07 May 2012 - In justice matters, access to legal aid can tip the balance significantly; in some cases it can be a matter of life and death. Every person going though a criminal trial - not only the accused but also victims of crime - needs access to legal information and legal assistance in order to know and attain his or her rights.
Recognizing this, the just-concluded twenty-first session of United Nations Commission on Crime Prevention and Criminal Justice adopted the first international instrument exclusively dedicated to legal aid: the United Nations Principles and Guidelines on Access to Legal Aid in Criminal Justice Systems, which will be submitted to the General Assembly later this year for approval.
The Commission recognized that legal aid is an essential element of a fair, humane and efficient criminal justice system that is based on the rule of law. It is the foundation for the enjoyment of other rights, including the right to a fair trial, and an important safeguard that ensures fundamental fairness and public trust in the criminal justice process.

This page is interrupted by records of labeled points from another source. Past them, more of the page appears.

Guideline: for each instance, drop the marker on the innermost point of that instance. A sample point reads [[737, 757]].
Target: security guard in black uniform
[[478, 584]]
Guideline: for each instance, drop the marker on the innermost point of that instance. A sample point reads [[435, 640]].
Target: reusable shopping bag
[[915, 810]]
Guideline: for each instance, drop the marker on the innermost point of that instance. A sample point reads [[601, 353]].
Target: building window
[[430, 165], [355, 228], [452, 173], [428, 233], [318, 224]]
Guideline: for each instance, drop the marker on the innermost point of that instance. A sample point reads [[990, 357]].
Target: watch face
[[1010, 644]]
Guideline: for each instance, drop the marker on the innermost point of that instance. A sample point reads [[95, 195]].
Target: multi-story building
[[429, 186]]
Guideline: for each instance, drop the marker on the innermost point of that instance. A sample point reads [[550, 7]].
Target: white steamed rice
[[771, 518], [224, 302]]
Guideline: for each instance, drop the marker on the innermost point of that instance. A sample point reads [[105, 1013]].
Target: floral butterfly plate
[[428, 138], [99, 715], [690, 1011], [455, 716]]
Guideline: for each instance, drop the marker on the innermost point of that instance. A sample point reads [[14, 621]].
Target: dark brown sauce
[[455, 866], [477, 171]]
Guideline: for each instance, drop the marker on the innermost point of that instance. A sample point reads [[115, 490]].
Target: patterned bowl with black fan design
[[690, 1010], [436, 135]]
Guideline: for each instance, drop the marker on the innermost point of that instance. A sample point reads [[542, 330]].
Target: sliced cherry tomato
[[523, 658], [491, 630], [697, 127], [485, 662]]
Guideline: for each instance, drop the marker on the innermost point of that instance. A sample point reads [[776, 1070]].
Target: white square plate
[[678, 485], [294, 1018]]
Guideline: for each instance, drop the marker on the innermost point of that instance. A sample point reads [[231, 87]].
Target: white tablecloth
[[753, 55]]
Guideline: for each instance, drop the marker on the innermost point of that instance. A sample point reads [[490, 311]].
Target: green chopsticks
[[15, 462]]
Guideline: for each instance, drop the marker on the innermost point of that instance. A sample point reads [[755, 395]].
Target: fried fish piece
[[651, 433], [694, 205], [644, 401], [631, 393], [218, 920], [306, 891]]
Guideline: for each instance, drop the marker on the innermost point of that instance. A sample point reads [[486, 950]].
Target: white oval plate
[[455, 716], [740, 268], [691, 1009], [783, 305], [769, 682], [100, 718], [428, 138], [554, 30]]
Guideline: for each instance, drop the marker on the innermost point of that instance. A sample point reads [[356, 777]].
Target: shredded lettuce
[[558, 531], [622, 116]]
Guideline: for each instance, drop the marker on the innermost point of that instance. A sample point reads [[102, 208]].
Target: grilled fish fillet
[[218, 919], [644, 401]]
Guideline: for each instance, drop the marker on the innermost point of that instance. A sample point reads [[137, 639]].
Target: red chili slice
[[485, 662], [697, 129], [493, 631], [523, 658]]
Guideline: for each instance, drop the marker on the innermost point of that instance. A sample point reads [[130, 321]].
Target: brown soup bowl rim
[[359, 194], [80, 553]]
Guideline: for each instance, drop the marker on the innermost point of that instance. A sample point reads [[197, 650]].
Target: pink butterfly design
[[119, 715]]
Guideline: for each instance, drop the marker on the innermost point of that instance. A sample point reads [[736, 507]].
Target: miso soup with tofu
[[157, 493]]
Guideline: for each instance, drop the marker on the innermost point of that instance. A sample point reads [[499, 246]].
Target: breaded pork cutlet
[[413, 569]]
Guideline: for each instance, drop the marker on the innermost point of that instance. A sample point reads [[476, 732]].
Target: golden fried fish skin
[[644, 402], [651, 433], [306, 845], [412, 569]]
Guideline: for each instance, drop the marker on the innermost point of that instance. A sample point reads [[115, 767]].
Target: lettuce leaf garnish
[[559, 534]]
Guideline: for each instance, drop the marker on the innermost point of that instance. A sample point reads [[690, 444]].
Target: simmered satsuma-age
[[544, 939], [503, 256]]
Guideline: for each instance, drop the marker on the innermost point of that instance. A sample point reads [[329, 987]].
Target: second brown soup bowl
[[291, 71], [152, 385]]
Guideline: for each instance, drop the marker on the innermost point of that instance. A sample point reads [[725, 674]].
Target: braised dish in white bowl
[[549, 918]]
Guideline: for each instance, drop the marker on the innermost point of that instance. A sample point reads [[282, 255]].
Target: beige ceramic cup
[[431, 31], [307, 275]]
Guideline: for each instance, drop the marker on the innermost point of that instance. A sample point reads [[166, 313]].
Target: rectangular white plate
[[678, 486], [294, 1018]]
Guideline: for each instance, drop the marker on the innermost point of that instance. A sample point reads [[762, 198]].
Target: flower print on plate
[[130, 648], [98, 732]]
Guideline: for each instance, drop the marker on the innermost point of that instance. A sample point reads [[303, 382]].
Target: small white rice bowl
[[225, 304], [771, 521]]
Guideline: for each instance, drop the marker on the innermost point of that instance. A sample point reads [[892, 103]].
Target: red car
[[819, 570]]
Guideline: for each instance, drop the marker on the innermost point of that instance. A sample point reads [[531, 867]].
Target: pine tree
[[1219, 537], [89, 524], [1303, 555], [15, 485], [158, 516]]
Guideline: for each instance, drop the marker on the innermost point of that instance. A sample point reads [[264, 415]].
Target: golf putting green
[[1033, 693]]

The United Nations Principles and Guidelines on Access to Legal Aid in Criminal Justice Systems are aimed at ensuring that suspects, detainees, and accused and imprisoned persons have access to legal aid. The efficient provision of legal aid is also central to reducing pretrial detention, safeguarding the rights of victims, guaranteeing the best interests of children who come into contact with the criminal justice system and ensuring access to justice for the most vulnerable and marginalized groups.
The guidelines establish that States should consider the provision of legal aid as their responsibility and should put in place a comprehensive legal aid system that is accessible and effective, has a nationwide reach and is available to all without discrimination.
UNODC is also working to assist Member States in meeting their responsibilities in the provision of legal aid. In 2006, UNODC published a criminal justice assessment toolkit, entitled " Access to justice: legal defence and legal aid", which gives guidance on how to assess the provision of legal representation to people being investigated for or charged with a criminal offence, with a particular focus on providing these services to the poor.